To gain an advantage on this front, however, you'll need to do your homework and understand when you have a coin or bar with an increased value.
You can learn more about the benefits of investing in gold by requesting a free information kit now!
While gold has several advantages, it also comes with a few potential drawbacks.
Gold is an unproductive asset which means it doesn't generate income or dividends the way productive assets like stocks and bonds do. "The amount of gold that you put in your bank safe deposit box will stay the same, regardless of how much time passes," explains Kayikchyan. "It very rarely will beat the stocks when it comes to their performances."
The value of gold is also subject to sudden fluctuations. "Gold prices are affected by many factors and do not always have a positive tendency. At times, gold investors might lose money," says Kayikchyan.
For example, in March of 2022, gold prices surged following Russia's invasion of Ukraine. However, in the months following, the Federal Reserve steadily increased interest rates and the hikes caused the dollar to reach its highest value in two decades.
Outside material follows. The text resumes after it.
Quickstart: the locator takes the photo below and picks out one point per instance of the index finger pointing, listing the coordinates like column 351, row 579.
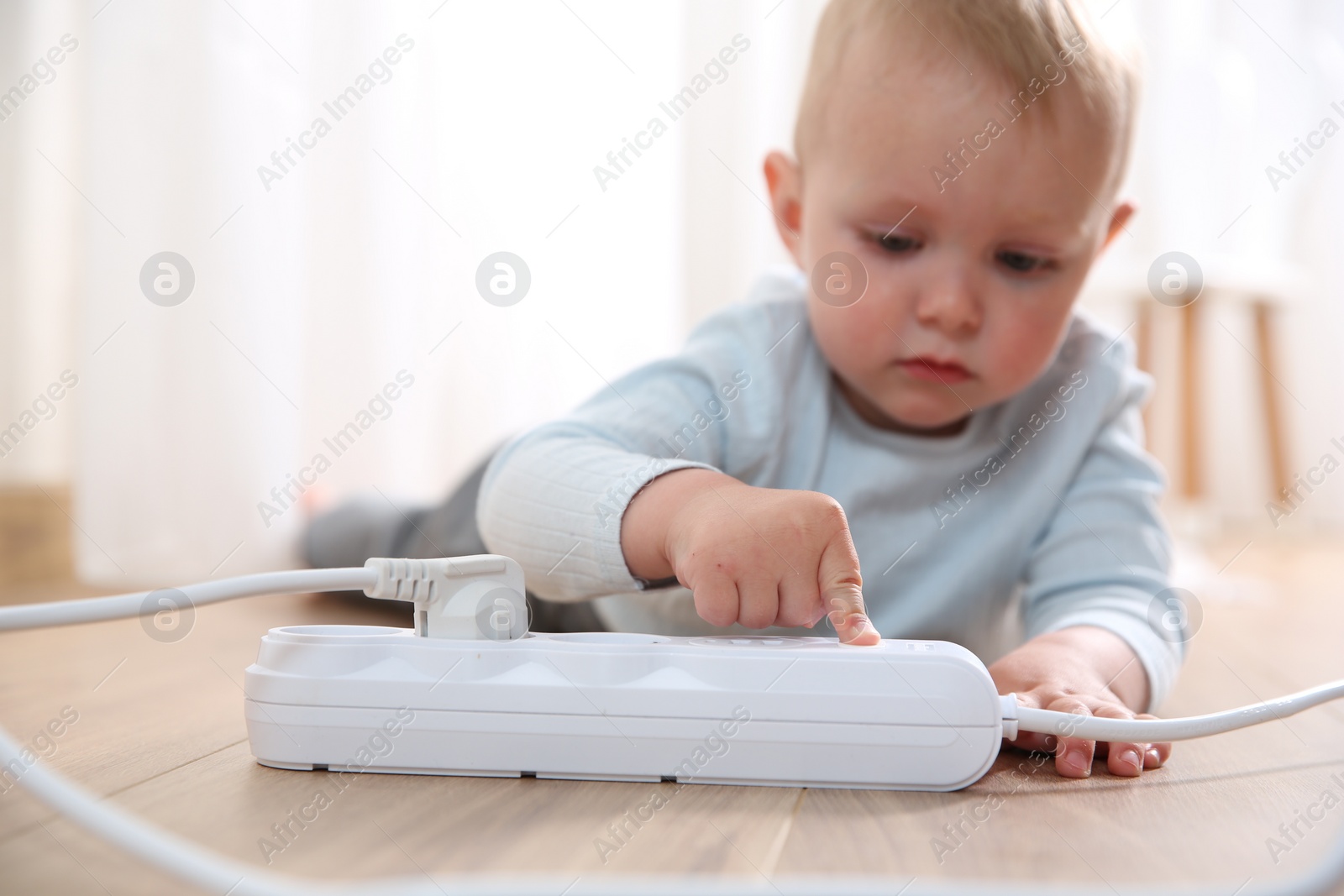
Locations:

The result? Gold prices fell from $2,017 per Troy Ounce in March of 2022 to $1,631 in October of the same year.
Storage and insurance costs
Physical gold also comes with the risk of physical loss or damage. Prevention requires an investment in secure storage and insurance. This can involve custodial and storage fees as well as insurance premiums.
"Insurance is important when buying gold because it can protect your investment in the event of loss or damage. However, investors should consider the cost of insurance and how it will affect their overall investment," says Seder.
Should you invest in gold?
As with most types of investments, gold offers advantages and drawbacks. It can help to diversify your portfolio and hedge against inflation, but is also vulnerable to sudden fluctuations and doesn't offer the growth potential of productive assets like stocks. "The rule of thumb is to allocate to gold a maximum of 10% of your overall portfolio," says Kayikchyan.
However, you'll have to weigh the pros and cons to decide what's right for you. "Before committing to any large purchase, talk with your fiduciary, financial advisor, or legal counsel. These decisions should not be made in a vacuum," advises Bogdanov.
Learn more about your gold investing options by requesting a free information kit from Goldco today.
for more features.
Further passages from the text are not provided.